Such fantasies of life without government began to obsess one of Britain's greatest political theorists, Thomas Hobbes, during the troubled winter of 1649. The nation was in chaos. The parliamentary forces in the English civil war had sliced the head off King Charles I a few months earlier, and Oliver Cromwell's troops were facing the threat of counter- revolution from royalist armies. The ordinary rule of law had, in some parts of the country, broken down entirely. Hobbes was appalled, and set out to write a book that would remind people of the need to obey one central authority, and to submit to all its commands, however imperfect.

Hobbes didn't want to moralise to his readers. Instead, he wanted to appeal to their most egoistic impulses by showing them that, even if it sometimes didn't seem that way, it was entirely in their own interest to obey the government.
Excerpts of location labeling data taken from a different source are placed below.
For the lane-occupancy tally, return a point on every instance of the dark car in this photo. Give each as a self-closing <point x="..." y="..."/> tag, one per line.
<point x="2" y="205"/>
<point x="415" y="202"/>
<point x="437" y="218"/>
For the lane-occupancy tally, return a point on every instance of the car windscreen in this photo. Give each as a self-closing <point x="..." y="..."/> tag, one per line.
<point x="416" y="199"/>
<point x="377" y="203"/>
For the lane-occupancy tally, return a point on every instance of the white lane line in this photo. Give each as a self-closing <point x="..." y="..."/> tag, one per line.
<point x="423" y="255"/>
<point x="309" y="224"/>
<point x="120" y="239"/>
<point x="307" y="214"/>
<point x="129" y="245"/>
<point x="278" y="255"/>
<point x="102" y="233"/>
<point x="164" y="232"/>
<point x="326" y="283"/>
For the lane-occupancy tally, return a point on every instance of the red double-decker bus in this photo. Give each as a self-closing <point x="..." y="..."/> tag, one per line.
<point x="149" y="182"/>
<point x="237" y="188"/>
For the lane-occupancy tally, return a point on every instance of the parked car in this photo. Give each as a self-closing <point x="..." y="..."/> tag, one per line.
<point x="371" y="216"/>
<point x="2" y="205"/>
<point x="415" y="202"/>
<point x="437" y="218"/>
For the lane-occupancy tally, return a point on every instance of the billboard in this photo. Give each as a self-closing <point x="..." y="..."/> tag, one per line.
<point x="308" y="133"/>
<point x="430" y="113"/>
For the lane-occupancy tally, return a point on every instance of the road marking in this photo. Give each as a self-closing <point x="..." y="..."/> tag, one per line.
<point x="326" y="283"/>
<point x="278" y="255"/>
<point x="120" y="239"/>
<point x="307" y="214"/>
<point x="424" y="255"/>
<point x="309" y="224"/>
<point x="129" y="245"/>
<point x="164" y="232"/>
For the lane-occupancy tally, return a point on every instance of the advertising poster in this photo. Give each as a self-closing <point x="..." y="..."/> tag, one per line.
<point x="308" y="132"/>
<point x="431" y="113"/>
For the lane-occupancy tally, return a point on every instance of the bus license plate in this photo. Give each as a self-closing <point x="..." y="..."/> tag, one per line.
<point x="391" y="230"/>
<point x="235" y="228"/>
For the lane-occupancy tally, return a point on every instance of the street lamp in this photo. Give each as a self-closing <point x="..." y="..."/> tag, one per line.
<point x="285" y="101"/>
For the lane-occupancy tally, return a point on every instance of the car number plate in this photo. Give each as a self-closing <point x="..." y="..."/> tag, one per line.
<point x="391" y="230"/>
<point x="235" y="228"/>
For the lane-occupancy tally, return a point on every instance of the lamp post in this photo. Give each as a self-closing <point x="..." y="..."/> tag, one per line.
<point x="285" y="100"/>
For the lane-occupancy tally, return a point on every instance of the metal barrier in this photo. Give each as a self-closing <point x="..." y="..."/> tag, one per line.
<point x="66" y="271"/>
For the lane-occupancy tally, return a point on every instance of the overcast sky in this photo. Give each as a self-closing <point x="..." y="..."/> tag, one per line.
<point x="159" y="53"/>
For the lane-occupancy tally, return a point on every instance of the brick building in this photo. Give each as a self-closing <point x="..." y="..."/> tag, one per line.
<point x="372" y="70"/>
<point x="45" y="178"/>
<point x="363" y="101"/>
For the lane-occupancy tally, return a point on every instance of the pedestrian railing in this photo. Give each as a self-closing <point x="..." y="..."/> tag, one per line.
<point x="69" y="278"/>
He did this by outlining - in the most beautiful prose - what would happen if there was no government; what would happen in what he called "the state of nature". Hobbes stated that men were essentially unfriendly, stand- offish, power-driven creatures, whose natural disposition was to "distrust and dread each other". If left to their own devices, people would soon start to compete for scant resources. "Many men at the same time have an appetite to the same thing; which they can neither enjoy in common, nor yet divide it." Murder and gang warfare would follow, a "continuall feare, and danger of violent death". Man's "perpetual and restless desire for power" would lead to a "war of all on all". "During the time men live without a common power to keep them all in awe, they are in that condition which is called warre." To sum up the chaos, in one of the more famous sentences written in the 17th century, Hobbes stated that life without one central authority was sure to be "solitary, poor, nasty, brutish and short".

It was by showing how awful life was without government that Hobbes could then propose that it was really in everyone's interest to lay aside their immediate impulses and obey authority. In the short-term, this of course frustrated many of our desires, but - argued Hobbes - in the long-term it was the only way to guarantee that at least some of our desires could be fulfilled. It was in the interests of all of us to limit our interests, for a man to be "contented with so much liberty against other men as he would allow men against himself".

It is a principle which we are always prone to overlook when driving very fast down the motorway or filling in a tax return## form.